Resource managers at the state, federal, and tribal levels make decisions on a weekly to quarterly basis, and fishers operate on a similar timeframe. Since biological components respond strongly to climate and physical forcing, for instance in the Northern California Current ecosystem off the US West Coast, prognostic information could yield substantial benefits for both managers and stakeholders.

To determine the potential of a support tool for these efforts, a seasonal forecast system has been developed. JISAO’s Seasonal Coastal Ocean Prediction of the Ecosystem (J-SCOPE), features dynamical downscaling of regional ocean conditions in Washington and Oregon waters using a combination of a high-resolution model and forecasts from NOAA’s Climate Forecast System (CFS). J-SCOPE has been extended to include carbonate chemistry. A model hindcast for 2013 is compared to local observations of aragonite saturation. Forecasts for 2016 will be discussed.

The model reproduces and forecasts the seasonal change in corrosive water observed in the region. The volume of undersaturated water increases over the upwelling season, occupying more of the water column later in the upwelling season. This results in increasingly stressful conditions over most of the water column for biota on the shelf as the upwelling season progresses.
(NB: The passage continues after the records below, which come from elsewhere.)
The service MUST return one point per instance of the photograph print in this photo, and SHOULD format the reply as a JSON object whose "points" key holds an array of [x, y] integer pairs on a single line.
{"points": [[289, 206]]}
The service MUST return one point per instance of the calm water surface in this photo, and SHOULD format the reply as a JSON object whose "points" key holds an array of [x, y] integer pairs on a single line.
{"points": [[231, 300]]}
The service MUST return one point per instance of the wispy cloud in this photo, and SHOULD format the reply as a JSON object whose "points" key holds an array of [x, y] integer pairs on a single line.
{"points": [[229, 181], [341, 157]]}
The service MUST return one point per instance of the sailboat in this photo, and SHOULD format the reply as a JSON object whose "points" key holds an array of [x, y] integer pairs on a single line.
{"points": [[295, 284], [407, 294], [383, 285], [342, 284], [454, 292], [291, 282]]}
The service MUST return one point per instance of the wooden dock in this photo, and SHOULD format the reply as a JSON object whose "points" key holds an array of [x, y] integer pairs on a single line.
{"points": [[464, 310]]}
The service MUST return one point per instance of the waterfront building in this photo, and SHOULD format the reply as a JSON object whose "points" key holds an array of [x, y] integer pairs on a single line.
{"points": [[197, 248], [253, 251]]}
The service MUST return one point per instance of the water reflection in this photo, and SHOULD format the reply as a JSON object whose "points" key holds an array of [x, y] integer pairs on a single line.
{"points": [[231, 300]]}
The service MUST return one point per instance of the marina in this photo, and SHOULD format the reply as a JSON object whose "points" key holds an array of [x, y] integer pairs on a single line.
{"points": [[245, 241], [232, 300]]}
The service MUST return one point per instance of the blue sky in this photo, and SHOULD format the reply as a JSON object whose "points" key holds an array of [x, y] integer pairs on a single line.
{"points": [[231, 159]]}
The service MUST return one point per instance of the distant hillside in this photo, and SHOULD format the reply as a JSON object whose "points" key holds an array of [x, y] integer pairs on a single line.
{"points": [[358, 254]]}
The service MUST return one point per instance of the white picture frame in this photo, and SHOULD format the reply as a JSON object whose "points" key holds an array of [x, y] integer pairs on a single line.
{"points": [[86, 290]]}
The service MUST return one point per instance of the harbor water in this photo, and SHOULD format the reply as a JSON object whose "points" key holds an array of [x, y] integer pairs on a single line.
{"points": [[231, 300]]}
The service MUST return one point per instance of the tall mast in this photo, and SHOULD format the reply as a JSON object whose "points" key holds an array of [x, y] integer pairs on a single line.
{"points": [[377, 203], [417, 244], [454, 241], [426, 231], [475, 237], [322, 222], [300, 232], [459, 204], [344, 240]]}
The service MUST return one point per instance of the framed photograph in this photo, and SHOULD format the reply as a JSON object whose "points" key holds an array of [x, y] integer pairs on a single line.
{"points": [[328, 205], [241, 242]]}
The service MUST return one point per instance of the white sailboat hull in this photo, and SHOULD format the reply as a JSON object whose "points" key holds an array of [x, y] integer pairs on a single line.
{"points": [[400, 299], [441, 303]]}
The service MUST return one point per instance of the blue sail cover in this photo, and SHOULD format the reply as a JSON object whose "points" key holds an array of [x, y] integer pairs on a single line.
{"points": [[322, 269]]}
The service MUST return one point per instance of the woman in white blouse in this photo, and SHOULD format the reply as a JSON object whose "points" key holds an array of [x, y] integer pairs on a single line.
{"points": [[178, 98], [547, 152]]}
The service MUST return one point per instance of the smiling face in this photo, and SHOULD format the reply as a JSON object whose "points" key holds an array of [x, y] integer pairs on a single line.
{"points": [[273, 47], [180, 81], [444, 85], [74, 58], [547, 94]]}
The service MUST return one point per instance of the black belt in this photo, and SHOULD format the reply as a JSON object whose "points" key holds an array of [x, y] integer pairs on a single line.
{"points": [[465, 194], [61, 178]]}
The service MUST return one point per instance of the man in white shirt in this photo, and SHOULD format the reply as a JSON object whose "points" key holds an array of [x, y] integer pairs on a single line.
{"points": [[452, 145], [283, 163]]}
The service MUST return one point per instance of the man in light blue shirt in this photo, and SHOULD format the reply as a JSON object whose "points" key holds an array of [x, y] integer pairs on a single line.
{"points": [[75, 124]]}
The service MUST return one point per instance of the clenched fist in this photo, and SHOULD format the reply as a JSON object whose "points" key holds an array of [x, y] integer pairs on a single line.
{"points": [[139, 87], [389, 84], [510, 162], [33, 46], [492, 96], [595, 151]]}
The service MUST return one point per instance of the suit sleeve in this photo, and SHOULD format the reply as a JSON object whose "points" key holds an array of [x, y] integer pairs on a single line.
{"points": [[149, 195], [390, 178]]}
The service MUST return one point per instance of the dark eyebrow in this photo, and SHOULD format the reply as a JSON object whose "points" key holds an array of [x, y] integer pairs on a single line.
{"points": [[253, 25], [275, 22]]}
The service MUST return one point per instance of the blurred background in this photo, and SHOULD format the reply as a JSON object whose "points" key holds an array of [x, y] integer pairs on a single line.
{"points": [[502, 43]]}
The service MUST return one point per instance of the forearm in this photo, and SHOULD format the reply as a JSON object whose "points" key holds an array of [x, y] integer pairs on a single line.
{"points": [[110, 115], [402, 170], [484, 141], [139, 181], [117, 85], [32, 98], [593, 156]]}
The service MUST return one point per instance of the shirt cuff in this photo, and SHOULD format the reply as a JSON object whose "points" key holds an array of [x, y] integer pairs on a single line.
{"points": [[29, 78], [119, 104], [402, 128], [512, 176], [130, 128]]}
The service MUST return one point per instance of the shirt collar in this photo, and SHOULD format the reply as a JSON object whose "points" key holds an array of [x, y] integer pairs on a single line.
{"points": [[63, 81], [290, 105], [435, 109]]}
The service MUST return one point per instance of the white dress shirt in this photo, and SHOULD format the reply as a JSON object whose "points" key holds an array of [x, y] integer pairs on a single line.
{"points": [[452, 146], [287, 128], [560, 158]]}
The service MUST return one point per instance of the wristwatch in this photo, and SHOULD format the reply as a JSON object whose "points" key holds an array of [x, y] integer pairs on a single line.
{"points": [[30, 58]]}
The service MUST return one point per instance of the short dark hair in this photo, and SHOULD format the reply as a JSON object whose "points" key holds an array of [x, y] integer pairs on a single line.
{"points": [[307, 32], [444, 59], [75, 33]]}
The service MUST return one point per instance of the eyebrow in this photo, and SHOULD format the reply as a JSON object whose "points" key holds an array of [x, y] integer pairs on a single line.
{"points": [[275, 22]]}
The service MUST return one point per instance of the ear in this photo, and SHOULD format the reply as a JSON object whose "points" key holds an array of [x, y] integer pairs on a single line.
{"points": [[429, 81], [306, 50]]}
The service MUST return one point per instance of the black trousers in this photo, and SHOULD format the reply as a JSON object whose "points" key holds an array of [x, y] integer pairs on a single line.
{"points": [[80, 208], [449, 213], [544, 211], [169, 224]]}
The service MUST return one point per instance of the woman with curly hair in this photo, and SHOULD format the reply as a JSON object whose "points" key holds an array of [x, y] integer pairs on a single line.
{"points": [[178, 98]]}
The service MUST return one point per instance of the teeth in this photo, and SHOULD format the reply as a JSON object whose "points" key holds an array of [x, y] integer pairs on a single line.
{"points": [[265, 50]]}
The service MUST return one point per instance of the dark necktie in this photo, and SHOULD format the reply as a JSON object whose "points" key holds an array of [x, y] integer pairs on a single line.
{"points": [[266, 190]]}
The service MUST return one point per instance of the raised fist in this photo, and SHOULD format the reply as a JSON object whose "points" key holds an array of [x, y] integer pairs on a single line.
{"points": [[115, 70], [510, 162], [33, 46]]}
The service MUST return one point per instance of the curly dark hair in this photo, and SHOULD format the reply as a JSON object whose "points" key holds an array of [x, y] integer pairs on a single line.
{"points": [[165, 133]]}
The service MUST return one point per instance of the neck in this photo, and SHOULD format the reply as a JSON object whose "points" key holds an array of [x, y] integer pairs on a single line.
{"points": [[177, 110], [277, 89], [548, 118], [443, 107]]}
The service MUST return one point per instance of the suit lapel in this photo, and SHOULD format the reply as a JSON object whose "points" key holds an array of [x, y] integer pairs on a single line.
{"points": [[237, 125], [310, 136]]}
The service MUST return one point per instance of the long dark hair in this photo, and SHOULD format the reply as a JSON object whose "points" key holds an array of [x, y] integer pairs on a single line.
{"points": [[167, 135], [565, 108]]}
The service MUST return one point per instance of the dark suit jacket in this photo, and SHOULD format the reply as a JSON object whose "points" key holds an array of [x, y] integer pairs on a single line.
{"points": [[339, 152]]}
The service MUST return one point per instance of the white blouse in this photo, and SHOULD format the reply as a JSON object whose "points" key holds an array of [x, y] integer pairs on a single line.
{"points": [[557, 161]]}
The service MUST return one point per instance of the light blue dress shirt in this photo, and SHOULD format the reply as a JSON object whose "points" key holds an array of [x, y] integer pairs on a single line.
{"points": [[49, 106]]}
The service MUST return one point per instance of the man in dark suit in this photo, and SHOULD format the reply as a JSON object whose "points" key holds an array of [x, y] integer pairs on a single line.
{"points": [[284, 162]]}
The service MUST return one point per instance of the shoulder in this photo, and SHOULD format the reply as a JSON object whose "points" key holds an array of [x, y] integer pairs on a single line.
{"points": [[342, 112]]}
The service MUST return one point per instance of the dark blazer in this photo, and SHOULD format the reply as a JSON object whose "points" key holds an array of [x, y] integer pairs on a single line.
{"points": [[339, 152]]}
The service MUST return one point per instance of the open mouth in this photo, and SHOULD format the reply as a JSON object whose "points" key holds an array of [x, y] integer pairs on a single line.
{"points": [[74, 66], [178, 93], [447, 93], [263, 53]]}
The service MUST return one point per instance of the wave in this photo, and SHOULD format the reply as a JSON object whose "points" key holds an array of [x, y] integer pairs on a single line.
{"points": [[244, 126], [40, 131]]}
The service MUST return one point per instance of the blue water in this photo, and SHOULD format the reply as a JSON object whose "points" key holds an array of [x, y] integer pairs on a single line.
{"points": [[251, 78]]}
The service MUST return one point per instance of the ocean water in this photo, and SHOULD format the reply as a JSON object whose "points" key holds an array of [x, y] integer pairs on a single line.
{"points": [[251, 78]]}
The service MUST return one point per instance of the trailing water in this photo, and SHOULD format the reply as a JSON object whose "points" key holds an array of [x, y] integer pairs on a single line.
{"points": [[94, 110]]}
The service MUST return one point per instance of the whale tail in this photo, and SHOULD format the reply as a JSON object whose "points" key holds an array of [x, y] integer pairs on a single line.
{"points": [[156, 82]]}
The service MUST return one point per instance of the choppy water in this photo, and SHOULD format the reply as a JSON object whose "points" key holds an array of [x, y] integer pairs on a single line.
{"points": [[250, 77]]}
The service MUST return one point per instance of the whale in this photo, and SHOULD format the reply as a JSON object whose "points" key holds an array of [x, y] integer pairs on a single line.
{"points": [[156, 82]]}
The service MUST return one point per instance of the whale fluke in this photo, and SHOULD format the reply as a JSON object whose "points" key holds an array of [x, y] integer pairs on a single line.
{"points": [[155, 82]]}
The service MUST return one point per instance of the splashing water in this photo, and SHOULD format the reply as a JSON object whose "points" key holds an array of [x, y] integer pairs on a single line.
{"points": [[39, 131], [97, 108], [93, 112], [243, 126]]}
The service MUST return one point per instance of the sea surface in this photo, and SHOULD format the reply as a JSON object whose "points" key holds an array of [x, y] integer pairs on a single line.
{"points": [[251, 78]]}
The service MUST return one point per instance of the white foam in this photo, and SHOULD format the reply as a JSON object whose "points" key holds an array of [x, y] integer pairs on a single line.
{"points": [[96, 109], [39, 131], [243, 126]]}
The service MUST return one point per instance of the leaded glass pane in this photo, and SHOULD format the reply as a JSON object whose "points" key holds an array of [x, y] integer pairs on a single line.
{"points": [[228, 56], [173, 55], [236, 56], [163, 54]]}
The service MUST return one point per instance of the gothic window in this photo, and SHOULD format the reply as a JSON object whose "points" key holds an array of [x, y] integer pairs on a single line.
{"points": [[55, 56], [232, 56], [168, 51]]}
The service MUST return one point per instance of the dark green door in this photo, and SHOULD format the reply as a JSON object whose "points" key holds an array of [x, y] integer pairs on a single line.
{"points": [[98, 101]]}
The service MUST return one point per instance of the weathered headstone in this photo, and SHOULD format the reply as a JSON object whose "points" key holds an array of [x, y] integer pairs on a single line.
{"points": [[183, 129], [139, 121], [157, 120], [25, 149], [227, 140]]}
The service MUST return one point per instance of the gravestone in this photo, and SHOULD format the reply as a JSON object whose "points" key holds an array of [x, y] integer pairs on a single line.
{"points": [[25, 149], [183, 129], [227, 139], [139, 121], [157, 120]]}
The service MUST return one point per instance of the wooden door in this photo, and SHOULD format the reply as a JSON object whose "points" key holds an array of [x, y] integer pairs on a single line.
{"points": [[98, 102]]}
New forecasted indices based on ocean acidification metrics specific to the shellfish and crab habitats will be showcased and the preliminary skill of these indices discussed.

Results indicate J-SCOPE forecasts have skill on timescales of two to four months for temperature and oxygen. Experiments suggest that seasonal forecasting of ocean conditions important for fisheries are possible with the right combination of ingredients.